Some infants and young children with VACTERL association may grow slower than normal. In the vast majority of patients, VACTERL association does not affect mental functioning and intelligence.

With the improvement of medical and surgical care, the patient outcomes (prognosis) of VACTERL association are much better than they were before. However, affected individuals may experience medical complications throughout life. For instance, vertebral malformations might lead to scoliosis and chronic back pain, anal atresia might be associated with incontinence and/or constipation, gastro-esophageal reflux might result from TE fistula and renal anomalies are associated with an increased risk of urinary tract infection (UTI) and renal Stones (nephrolithiasis). In addition, individuals with limb abnormalities and malformation might have functional limitations.

What are the causes for vacterl association?

The exact cause of VACTERL association is unknown.
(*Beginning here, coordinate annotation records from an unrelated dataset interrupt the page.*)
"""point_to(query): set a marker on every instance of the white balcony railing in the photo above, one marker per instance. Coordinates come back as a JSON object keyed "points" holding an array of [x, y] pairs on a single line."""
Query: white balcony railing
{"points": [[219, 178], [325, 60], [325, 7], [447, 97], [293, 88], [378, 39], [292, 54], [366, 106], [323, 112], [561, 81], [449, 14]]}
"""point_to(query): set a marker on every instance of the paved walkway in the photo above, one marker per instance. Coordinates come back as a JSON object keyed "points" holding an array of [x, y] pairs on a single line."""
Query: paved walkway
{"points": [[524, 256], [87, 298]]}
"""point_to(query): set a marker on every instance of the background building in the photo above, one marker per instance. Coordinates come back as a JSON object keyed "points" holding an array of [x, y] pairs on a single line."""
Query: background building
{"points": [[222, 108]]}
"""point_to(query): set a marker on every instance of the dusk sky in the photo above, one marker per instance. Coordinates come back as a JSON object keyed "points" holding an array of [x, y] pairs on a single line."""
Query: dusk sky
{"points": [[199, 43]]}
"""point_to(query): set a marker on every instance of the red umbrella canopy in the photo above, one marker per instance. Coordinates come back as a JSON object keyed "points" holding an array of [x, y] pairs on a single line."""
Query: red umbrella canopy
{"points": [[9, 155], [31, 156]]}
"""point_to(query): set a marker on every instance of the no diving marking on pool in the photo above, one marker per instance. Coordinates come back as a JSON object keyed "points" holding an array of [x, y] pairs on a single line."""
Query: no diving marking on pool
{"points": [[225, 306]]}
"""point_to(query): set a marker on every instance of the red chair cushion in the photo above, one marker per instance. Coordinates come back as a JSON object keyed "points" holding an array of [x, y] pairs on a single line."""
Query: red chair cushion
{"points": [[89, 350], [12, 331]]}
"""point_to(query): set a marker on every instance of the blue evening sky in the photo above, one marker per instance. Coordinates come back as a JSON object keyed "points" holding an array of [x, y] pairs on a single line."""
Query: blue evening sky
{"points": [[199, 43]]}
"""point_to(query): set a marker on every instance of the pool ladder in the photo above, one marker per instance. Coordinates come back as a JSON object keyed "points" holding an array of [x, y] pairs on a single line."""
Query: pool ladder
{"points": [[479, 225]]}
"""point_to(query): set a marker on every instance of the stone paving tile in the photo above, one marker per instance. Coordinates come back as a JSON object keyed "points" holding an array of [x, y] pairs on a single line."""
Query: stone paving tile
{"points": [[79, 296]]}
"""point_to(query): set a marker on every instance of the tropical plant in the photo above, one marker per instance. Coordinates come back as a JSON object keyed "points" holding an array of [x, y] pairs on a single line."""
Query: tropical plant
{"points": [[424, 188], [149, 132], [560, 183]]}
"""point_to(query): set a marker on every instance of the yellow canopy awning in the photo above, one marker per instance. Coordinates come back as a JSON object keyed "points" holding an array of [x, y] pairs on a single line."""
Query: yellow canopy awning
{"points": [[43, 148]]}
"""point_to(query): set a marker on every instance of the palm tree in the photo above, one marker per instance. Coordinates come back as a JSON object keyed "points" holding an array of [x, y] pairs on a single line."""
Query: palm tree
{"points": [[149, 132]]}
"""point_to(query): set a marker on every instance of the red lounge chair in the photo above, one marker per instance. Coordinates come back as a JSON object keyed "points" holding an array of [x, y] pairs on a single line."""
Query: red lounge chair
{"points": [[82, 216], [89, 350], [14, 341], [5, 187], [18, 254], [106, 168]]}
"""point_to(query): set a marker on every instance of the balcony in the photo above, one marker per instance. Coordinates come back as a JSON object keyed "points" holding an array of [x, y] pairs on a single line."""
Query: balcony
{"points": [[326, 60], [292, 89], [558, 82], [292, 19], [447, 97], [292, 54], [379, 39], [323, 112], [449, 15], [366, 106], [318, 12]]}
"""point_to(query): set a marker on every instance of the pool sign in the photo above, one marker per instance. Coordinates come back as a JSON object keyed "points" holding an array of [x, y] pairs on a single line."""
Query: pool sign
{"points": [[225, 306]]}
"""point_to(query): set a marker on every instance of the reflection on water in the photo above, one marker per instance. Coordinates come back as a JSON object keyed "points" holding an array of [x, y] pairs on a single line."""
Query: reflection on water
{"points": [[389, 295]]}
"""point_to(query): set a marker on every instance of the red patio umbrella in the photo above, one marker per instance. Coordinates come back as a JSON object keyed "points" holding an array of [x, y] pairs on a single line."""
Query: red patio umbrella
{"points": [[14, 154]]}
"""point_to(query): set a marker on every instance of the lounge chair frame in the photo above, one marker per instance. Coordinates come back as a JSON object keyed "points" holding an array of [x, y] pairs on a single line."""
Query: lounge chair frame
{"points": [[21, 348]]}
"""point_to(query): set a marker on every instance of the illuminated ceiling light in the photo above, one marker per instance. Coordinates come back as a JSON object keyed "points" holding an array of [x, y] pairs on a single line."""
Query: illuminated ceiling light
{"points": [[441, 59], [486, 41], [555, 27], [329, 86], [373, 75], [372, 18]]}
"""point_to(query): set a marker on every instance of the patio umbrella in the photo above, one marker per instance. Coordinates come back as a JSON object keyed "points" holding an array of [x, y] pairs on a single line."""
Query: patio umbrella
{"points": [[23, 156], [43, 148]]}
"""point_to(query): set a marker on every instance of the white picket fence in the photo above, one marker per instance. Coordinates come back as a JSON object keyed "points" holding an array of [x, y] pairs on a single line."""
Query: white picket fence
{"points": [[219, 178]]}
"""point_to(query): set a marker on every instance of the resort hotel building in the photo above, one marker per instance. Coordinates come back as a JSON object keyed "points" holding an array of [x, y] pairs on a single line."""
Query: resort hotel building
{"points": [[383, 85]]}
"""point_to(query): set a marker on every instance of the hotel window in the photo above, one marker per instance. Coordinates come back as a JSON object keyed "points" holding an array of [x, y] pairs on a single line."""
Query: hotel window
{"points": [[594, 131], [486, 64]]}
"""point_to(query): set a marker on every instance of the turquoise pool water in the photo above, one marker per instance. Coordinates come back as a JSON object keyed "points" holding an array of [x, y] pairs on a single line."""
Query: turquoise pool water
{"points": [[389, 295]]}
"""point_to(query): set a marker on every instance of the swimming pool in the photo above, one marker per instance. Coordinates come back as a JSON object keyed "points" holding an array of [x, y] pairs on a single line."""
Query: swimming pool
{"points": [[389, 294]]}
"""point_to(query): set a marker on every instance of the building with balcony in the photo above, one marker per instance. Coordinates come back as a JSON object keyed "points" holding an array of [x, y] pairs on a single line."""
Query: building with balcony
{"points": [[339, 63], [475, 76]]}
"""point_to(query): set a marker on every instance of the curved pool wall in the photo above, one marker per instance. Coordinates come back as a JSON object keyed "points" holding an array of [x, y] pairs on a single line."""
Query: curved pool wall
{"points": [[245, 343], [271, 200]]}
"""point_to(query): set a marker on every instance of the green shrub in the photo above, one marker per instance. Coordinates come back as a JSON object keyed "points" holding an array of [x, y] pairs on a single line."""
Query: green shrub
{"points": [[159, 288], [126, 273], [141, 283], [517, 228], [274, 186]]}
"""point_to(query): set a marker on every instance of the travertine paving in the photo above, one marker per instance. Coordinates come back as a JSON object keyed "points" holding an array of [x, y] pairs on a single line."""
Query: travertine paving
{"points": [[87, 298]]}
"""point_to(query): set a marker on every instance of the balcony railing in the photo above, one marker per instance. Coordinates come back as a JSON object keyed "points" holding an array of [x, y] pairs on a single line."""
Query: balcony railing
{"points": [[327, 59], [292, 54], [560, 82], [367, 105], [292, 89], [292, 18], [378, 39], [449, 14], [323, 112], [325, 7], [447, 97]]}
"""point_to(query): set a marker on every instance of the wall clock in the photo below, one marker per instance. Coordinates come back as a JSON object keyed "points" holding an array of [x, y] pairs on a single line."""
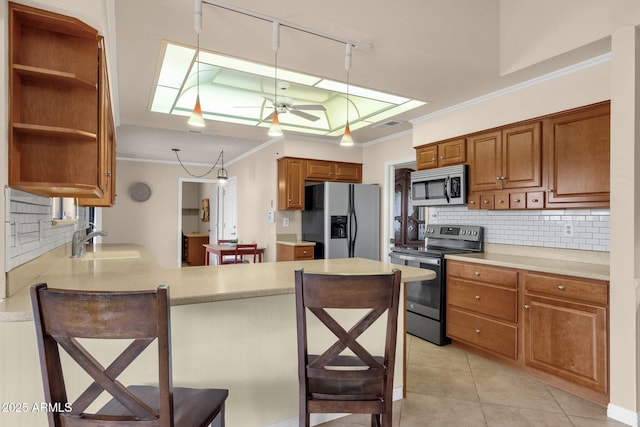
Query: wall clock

Clearly, the factors that lead to the widespread malformations must influence the very early stages of embryonic development. One or more VACTERL defects have occurred with greater frequency to women with diabetes than in the general population. Rarely, VACTERL association has been associated with gene alterations including duplications or deletions (copy number variation), and mitochondrial dysfunction (the mitochondria is a cellular structure responsible for energy production in the cell).

What are the treatments for vacterl association?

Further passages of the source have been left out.